Installation

Installation of the Python package

To install QXelarator easily, you can use pip directly:

pip install qxelarator

The package is available on PyPI here . This will install the latest released version. For normal users, this is the only thing you have to do, so you can stop reading.

Installation from source

QX-simulator can be built from source, provided you have installed some dependencies:

  • Bison (for building libqasm)

  • Flex (for building libqasm)

On top of that, you will need a C++ compiler with support for C++20, make (for Linux) and cmake.

git clone https://github.com/QuTech-Delft/qx-simulator.git

cd qx-simulator

Building the Python package

To build QXelarator yourself from source and add it to your local Python packages, inside the repo:

NPROCS=16 python3 -m pip install -v -e .

You will need to have SWIG installed for the above to work.

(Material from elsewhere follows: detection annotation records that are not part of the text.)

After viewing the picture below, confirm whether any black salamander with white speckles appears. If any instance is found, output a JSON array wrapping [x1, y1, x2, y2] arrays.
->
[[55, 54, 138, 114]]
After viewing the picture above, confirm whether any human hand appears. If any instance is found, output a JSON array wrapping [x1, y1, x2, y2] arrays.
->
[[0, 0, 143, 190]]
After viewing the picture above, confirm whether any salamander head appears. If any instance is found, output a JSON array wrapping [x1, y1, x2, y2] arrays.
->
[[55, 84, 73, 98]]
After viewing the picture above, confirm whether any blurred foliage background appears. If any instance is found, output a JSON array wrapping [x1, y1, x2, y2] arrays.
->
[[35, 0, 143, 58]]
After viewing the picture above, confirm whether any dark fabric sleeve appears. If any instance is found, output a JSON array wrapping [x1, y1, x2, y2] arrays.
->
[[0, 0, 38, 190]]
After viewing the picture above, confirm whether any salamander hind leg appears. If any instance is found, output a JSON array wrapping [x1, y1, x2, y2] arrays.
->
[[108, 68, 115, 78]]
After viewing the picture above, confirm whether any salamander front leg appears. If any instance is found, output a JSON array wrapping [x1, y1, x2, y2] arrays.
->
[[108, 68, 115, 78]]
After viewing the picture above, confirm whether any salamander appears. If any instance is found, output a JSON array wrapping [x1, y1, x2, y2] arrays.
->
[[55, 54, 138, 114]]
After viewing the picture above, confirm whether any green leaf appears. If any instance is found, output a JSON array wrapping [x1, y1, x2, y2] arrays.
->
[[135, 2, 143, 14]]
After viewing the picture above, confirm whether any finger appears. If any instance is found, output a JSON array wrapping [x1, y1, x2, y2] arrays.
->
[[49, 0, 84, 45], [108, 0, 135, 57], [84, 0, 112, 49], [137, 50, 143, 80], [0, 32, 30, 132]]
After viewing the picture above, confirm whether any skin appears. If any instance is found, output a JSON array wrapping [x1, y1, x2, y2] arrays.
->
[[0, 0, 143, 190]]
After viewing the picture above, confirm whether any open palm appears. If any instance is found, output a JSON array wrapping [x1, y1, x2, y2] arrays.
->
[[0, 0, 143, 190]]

Building the C++ executable from source

This is particularly useful for debugging purposes, as the executable can then be run under gdb, for instance. To do so, do not forget to build it in debug mode, otherwise compiler optimizations will make debugging more difficult.

mkdir build

cd build

cmake -S .. -B . -DCMAKE_BUILD_TYPE=Release

make -j16 qx-simulator

This will produced an optimized binary qx-simulator (-DCMAKE_BUILD_TYPE=Debug to disable optimizations).

To build the C++ tests, add the following option to the cmake call: -DQX_BUILD_TESTS=ON. To run them, call ctest.